Quant à la salle de culture physique, de 450 m2, on y trouve « tous les appareils gymniques et médicaux dignes d’un institut de culture physique » : espaliers de suspension pour travailler les abdominaux et redresser les corps défaillants ; barres parallèles à traction et petites barres ; planches inclinées pour travailler le centre abdominal ; bancs inclinés pour modifier les pectoraux, les poitrines, les dos non conformes ; tapis pour les mouvements couchés ; 505 poids et haltères ; presse universelle pour les hanches et les jambes ; medicin-ball…
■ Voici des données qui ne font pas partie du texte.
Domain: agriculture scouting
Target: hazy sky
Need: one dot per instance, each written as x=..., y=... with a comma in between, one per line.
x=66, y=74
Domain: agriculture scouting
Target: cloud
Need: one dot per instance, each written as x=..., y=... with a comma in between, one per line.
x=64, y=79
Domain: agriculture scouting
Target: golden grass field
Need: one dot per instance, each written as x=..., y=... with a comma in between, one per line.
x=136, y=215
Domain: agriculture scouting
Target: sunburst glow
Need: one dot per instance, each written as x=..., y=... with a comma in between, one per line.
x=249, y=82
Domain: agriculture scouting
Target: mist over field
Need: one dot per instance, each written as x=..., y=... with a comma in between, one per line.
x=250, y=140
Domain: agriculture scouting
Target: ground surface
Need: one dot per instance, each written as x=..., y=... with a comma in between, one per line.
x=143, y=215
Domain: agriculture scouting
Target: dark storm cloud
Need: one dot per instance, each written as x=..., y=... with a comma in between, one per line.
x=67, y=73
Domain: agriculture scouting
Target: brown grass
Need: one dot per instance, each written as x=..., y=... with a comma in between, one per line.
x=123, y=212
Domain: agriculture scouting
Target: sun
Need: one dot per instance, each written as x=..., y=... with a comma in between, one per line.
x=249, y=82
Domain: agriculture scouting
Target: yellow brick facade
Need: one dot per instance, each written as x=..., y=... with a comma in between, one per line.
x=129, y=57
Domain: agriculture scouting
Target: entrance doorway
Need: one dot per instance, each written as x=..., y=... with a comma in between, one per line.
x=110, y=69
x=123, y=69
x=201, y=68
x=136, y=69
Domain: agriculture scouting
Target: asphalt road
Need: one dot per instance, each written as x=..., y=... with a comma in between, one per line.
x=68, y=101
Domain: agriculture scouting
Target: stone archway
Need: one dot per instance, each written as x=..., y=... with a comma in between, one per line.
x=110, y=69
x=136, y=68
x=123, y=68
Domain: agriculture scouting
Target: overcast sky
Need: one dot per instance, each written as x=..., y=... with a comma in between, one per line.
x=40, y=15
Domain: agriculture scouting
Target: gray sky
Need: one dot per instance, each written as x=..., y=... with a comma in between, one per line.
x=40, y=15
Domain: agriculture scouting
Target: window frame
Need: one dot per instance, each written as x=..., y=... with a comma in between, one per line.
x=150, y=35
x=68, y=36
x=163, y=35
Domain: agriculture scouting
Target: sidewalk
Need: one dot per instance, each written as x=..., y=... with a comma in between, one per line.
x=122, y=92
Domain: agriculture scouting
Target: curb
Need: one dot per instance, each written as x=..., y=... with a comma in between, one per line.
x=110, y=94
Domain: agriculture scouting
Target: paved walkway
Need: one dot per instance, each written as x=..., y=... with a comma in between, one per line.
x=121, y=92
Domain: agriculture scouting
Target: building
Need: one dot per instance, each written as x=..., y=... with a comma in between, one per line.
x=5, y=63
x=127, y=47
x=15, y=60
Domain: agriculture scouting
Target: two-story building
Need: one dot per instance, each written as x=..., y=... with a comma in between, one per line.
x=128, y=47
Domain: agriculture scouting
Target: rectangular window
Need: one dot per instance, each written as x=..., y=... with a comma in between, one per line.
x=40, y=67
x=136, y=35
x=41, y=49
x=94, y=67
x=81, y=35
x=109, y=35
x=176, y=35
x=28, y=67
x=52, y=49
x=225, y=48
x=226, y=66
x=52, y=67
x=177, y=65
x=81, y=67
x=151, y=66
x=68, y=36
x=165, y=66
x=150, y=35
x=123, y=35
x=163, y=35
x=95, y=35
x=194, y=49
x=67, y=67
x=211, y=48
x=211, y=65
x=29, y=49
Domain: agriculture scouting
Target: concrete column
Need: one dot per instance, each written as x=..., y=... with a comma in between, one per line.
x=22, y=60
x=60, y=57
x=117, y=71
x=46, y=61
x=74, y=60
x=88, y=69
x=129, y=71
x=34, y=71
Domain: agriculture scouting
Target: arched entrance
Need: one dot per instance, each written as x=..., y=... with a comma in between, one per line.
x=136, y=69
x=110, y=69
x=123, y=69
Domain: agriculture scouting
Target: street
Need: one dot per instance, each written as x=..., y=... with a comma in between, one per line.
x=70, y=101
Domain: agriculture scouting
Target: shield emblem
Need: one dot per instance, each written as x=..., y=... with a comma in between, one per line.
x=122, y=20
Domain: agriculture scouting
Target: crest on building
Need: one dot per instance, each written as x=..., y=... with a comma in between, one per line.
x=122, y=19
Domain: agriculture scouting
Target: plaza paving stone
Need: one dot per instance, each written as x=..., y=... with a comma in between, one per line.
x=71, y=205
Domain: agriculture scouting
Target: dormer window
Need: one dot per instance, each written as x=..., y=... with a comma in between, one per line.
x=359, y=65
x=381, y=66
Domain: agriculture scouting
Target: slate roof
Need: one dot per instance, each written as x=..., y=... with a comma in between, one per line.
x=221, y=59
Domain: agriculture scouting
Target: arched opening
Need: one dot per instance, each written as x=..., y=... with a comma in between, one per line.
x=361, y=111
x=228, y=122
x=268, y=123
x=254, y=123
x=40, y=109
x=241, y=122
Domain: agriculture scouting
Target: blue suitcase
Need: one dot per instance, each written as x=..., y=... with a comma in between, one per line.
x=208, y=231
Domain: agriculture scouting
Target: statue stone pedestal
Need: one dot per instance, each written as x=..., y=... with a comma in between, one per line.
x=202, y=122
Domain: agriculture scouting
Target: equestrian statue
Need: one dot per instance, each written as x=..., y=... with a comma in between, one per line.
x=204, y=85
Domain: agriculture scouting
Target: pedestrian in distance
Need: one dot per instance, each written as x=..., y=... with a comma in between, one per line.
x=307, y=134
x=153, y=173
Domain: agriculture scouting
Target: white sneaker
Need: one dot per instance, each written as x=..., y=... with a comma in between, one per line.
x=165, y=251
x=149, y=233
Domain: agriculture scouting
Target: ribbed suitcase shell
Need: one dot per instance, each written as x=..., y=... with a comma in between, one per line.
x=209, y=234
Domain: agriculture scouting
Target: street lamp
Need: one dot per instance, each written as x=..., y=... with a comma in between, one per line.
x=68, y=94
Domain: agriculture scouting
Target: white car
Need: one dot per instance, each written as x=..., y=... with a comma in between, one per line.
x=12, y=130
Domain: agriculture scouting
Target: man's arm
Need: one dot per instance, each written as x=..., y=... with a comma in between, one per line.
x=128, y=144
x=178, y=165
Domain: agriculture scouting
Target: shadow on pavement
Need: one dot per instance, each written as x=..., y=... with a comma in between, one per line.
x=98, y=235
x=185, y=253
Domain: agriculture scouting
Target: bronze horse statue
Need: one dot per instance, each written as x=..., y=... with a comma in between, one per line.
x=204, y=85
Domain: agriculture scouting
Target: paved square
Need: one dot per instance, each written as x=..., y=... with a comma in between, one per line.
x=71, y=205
Un poêle en pierres de lave
En 1970, des travaux de rénovation du sauna en font « l’un des plus modernes de France ». Transféré au sous-sol, c’est « la fierté de M. Bykadoroff » (Ouest-France, 7 décembre 1970) :
« Quand on voit la salle de repos, avec ses fauteuils relax noirs, la moquette rouge, le décor de chalet de montagne, l’agrandissement photographique, sans oublier l’éclairage indirect et les vestiaires ou douches voisines, on est saisi par l’aspect luxueux du local, la propreté parfaite et l’odeur discrète d’essence de pin qui flotte dans une chaleur agréable de 25°. […] On passe alors à la salle de relaxation, avec ses « relax » en lamelles de bois surélevées pour les jambes, à une température de 45 à 50° et enfin au sauna proprement dit, où règne une chaleur de 60° sur les bancs du bas et de 80° sur ceux du haut. Un poêle spécial couvert de pierres de lave crée la chaleur nécessaire et la vapeur sèche, ou entraîne la transpiration. »
Le 30 novembre 1974, Georges Bykadoroff reçoit des mains d’Edmond Sulzbach, directeur départemental des sports, la médaille d’argent de la jeunesse et des sports, récompense de toute une vie consacrée au service du sport. Dix ans plus tard, le 30 octobre 1984, il cède son établissement et décède prématurément dans sa 72e année, au début de janvier 1990. Son institut de culture physique existe toujours, de même que le sauna, 19 rue Faidherbe, sous l’enseigne Myosine. Il est dirigé par David le Fur depuis octobre 2008.
Tous mes remerciements à Mme Tatiana Guilbault-Bykadoroff qui, par son témoignage et ses archives, a permis la rédaction et l’illustration de cet article.